Further, the step S5 includes:
s51, obtaining data obtained by projecting the data on a normal vector, and obtaining the mean value and the labeling difference of two data types of accidents and normal work:
wherein N isAThe number of samples in the category y is 1; n is a radical ofBThe number of samples in the category y-1; mu.sBFor data of accidents at w*Mean value of the data obtained after vector axis projection; mu.sANormal data for operation at w*Mean value of the data obtained after vector axis projection;Anormal data for operation at w*Standard deviation of data obtained after vector axis projection;Bfor data of accidents at w*Standard deviation of data obtained after vector axis projection;
s52, predicting the anchor bolt support roadway risk:
let xAFor the sum of sample data for all y ═ 1, ZAIs xAAt w*Projection of the vector axis;
let current data be xc,Zc=w*xc;
Then the current bolting roadway risk degree V is:
when wxc≤μA+AWhen the risk degree V is 0;
when wxc≥μB-BThe risk V is 1;
when mu isA+A≤wxc≤μB-BThe risk V is:
wherein,
H(ZC|ZA) To give at a given zAUnder the condition of ZCThe conditional entropy of (a);
H(μB|ZA) To give at a given zAUnder the condition ofBThe conditional entropy of (a);
finally, the risk degree V is a number ranging from 0 to 1, the closer the risk degree V is to 0, the smaller the risk degree is, the closer the risk degree V is to 1, the larger the risk degree is, and a user can decide preventive maintenance and early protection according to the magnitude of the risk degree V.
Further, the step S6 includes:
s61, when the risk degree V is larger than gamma, starting early warning;
wherein gamma is an early warning threshold value, the range of the early warning threshold value gamma is 0.3-0.4, and a user can independently select the threshold value setting in the range;
the value range of the early warning threshold gamma is reasonable, and a compromise is well made between false alarm avoidance and false alarm avoidance.

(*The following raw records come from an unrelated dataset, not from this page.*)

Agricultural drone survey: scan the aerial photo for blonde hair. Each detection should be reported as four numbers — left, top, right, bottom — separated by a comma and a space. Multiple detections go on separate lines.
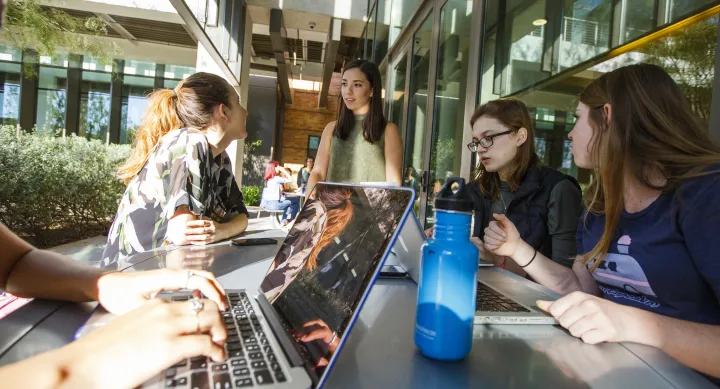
118, 73, 230, 184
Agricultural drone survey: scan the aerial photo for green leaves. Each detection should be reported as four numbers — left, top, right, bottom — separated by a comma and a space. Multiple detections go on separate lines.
241, 185, 262, 207
0, 126, 130, 247
2, 0, 122, 76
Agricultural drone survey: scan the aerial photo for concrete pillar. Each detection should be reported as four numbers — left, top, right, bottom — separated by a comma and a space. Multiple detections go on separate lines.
195, 9, 252, 186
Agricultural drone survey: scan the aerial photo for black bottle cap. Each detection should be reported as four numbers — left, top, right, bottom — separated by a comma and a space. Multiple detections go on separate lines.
435, 177, 475, 212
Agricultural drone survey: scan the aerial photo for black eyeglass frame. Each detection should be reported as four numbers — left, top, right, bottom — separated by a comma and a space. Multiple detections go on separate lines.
467, 130, 515, 153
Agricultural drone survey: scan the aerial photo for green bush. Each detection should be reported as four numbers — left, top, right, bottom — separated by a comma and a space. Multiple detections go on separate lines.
0, 126, 130, 247
242, 185, 262, 207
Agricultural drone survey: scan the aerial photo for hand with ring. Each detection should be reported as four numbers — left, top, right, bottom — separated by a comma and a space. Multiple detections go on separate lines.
97, 269, 228, 315
63, 299, 227, 388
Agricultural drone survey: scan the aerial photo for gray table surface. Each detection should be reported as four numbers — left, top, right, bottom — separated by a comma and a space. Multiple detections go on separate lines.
0, 230, 717, 389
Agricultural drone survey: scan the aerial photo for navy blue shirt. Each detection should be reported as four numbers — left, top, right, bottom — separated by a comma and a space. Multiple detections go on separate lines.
577, 167, 720, 324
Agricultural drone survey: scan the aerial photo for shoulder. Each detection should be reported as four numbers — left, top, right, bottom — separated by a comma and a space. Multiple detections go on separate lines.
551, 176, 582, 197
383, 122, 402, 144
537, 166, 580, 192
323, 120, 337, 135
675, 166, 720, 218
160, 128, 209, 151
385, 122, 400, 133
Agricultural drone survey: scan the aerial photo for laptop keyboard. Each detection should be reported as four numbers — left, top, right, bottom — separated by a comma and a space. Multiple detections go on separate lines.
475, 282, 530, 312
164, 291, 287, 389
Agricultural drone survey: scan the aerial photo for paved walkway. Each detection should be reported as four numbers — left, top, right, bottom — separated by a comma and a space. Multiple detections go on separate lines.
49, 209, 282, 263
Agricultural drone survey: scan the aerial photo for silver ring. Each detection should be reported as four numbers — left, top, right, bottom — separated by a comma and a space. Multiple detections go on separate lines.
190, 298, 205, 332
185, 270, 195, 289
190, 298, 205, 316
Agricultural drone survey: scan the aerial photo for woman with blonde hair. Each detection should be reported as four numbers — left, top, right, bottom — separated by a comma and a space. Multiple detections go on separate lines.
484, 64, 720, 382
102, 73, 248, 266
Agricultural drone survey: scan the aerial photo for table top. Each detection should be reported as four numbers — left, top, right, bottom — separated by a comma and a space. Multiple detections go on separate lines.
0, 230, 716, 388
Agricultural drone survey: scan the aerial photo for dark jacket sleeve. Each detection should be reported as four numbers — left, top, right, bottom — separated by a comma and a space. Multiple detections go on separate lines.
468, 183, 487, 239
547, 179, 583, 267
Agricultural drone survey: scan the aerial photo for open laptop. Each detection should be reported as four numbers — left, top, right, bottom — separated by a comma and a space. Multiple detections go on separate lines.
79, 183, 415, 389
393, 212, 558, 324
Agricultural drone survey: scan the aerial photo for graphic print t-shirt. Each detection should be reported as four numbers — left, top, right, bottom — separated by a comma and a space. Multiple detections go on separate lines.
577, 166, 720, 324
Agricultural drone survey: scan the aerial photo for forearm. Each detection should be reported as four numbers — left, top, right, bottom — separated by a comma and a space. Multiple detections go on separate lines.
305, 170, 325, 198
625, 307, 720, 377
0, 336, 92, 389
215, 213, 248, 241
5, 249, 103, 302
513, 242, 591, 295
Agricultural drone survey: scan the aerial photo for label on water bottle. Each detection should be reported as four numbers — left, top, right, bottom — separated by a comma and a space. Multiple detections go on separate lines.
415, 323, 437, 340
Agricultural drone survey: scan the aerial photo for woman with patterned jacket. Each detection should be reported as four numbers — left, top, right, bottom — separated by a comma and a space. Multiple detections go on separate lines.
102, 73, 248, 267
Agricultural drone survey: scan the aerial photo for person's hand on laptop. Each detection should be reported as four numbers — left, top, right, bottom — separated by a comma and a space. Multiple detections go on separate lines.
43, 299, 227, 388
297, 319, 340, 367
97, 269, 227, 315
483, 214, 522, 258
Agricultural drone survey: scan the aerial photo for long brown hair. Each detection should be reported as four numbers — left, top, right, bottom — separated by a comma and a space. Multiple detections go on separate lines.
580, 64, 720, 270
333, 59, 387, 143
470, 98, 540, 199
118, 73, 230, 184
305, 186, 353, 269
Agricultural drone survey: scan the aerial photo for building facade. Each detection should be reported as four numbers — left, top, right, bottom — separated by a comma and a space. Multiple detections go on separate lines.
357, 0, 720, 225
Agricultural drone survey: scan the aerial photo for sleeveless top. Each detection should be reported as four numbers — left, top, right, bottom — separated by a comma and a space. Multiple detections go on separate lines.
326, 115, 385, 183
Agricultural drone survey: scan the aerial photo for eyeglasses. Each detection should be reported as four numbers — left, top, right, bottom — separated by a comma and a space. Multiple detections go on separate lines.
467, 130, 514, 153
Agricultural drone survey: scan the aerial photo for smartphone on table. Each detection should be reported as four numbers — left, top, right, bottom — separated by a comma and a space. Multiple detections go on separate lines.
232, 238, 278, 246
380, 265, 407, 278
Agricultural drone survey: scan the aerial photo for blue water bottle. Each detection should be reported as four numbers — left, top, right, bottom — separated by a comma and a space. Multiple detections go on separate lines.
415, 178, 478, 361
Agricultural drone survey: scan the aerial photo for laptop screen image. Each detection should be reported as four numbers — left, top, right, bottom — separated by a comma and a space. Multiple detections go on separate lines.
260, 184, 414, 384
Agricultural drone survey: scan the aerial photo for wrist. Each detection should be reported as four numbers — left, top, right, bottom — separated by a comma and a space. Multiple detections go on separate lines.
622, 306, 666, 349
510, 240, 535, 267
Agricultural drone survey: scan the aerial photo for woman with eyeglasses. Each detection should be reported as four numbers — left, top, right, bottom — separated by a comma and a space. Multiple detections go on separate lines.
484, 64, 720, 378
467, 99, 582, 276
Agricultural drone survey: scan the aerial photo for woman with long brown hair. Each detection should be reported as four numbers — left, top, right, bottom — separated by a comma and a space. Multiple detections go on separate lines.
307, 59, 403, 192
261, 186, 353, 302
102, 73, 248, 266
468, 99, 582, 275
485, 64, 720, 377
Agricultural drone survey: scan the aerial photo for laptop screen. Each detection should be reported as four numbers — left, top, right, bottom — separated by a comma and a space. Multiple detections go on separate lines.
260, 184, 414, 383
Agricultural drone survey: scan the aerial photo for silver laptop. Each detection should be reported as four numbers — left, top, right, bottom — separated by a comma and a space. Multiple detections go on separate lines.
78, 183, 415, 389
392, 212, 558, 324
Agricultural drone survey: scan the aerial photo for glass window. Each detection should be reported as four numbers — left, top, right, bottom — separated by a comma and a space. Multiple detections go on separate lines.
123, 60, 155, 77
402, 14, 432, 215
0, 63, 22, 126
553, 0, 613, 66
39, 53, 69, 68
307, 135, 320, 158
389, 0, 422, 46
82, 56, 112, 73
163, 65, 195, 80
619, 0, 657, 43
78, 71, 112, 141
0, 45, 22, 62
390, 51, 407, 137
373, 0, 392, 64
35, 66, 67, 132
120, 76, 155, 144
163, 79, 182, 89
428, 0, 472, 227
365, 2, 380, 59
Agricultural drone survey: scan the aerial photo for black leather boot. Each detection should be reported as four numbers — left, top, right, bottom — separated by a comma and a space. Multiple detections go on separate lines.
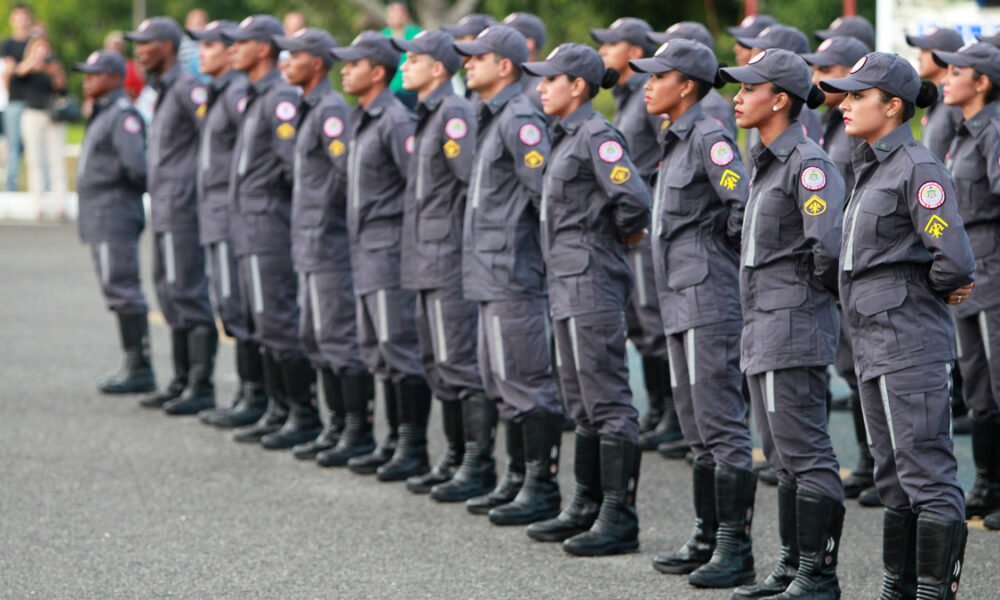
233, 350, 288, 444
375, 376, 431, 481
292, 368, 344, 460
97, 313, 156, 394
316, 368, 375, 467
198, 340, 267, 429
688, 465, 757, 588
563, 436, 642, 556
527, 425, 604, 542
731, 485, 800, 600
917, 512, 969, 600
431, 394, 497, 502
406, 400, 465, 494
879, 508, 917, 600
844, 395, 875, 498
347, 381, 399, 475
139, 329, 189, 408
260, 356, 323, 450
488, 408, 564, 525
163, 325, 219, 416
770, 490, 844, 600
653, 462, 719, 575
465, 421, 524, 515
965, 417, 1000, 519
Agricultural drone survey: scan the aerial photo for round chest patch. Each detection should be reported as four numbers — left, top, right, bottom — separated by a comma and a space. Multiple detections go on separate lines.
517, 123, 542, 146
122, 115, 142, 133
597, 140, 625, 162
708, 142, 736, 167
323, 117, 344, 137
274, 100, 299, 121
800, 167, 826, 192
191, 85, 208, 104
444, 117, 469, 140
917, 181, 944, 210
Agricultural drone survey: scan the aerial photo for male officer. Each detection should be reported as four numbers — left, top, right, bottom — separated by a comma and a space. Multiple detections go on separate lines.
188, 21, 267, 428
74, 50, 156, 394
125, 17, 219, 415
331, 31, 431, 481
393, 31, 497, 500
275, 28, 372, 459
455, 25, 563, 525
223, 15, 320, 449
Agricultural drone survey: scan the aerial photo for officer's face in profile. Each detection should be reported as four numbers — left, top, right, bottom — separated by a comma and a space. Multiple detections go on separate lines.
813, 65, 851, 108
944, 65, 990, 106
198, 42, 232, 77
83, 73, 122, 100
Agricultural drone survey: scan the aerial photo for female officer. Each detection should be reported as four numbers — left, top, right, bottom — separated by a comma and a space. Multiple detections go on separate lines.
721, 49, 844, 600
524, 44, 650, 556
933, 42, 1000, 517
820, 52, 976, 598
629, 40, 756, 588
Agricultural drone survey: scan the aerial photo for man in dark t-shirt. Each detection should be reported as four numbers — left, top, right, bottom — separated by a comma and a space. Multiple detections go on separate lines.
0, 3, 35, 192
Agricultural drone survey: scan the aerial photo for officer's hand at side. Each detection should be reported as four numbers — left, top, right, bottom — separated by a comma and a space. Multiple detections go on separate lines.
945, 282, 976, 304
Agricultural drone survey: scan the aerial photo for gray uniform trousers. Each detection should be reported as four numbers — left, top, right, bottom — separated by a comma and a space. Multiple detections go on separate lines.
552, 311, 639, 444
299, 269, 365, 372
860, 362, 965, 521
153, 231, 215, 329
205, 241, 250, 341
667, 321, 753, 471
747, 367, 853, 500
478, 298, 563, 422
90, 240, 149, 314
417, 287, 483, 402
955, 307, 1000, 422
356, 287, 424, 382
239, 254, 302, 361
625, 238, 667, 358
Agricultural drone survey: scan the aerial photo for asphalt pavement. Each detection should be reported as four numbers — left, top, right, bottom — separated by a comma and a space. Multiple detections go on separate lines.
0, 224, 1000, 600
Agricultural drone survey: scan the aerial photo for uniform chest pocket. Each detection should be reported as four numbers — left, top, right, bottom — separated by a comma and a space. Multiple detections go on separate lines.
854, 190, 913, 248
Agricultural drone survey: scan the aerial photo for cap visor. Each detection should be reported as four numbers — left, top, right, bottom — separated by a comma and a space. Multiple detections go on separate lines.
819, 77, 875, 93
719, 67, 768, 84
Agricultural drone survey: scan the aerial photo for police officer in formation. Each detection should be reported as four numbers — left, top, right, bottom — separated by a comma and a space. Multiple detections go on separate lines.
77, 13, 1000, 598
125, 17, 218, 415
721, 49, 845, 600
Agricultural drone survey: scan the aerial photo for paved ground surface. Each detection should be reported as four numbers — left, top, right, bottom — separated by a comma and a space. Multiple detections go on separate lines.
0, 225, 1000, 600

S62, predicting the roof fall occurrence time:
T=(1-V)T0;
wherein,
t is the time which starts to time from the current data recording time and predicts the time of roof fall;
T0the working time is estimated for the reference when the current anchor rod supporting structure works normally, and the working time can be estimated and set by experts or experienced personnel according to actual conditions.
The above embodiments are described in further detail to solve the technical problems, technical solutions and advantages of the present invention, and it should be understood that the above embodiments are only examples of the present invention and are not intended to limit the present invention, and any modifications, equivalent substitutions, improvements and the like made within the spirit and principle of the present invention should be included in the protection scope of the present invention.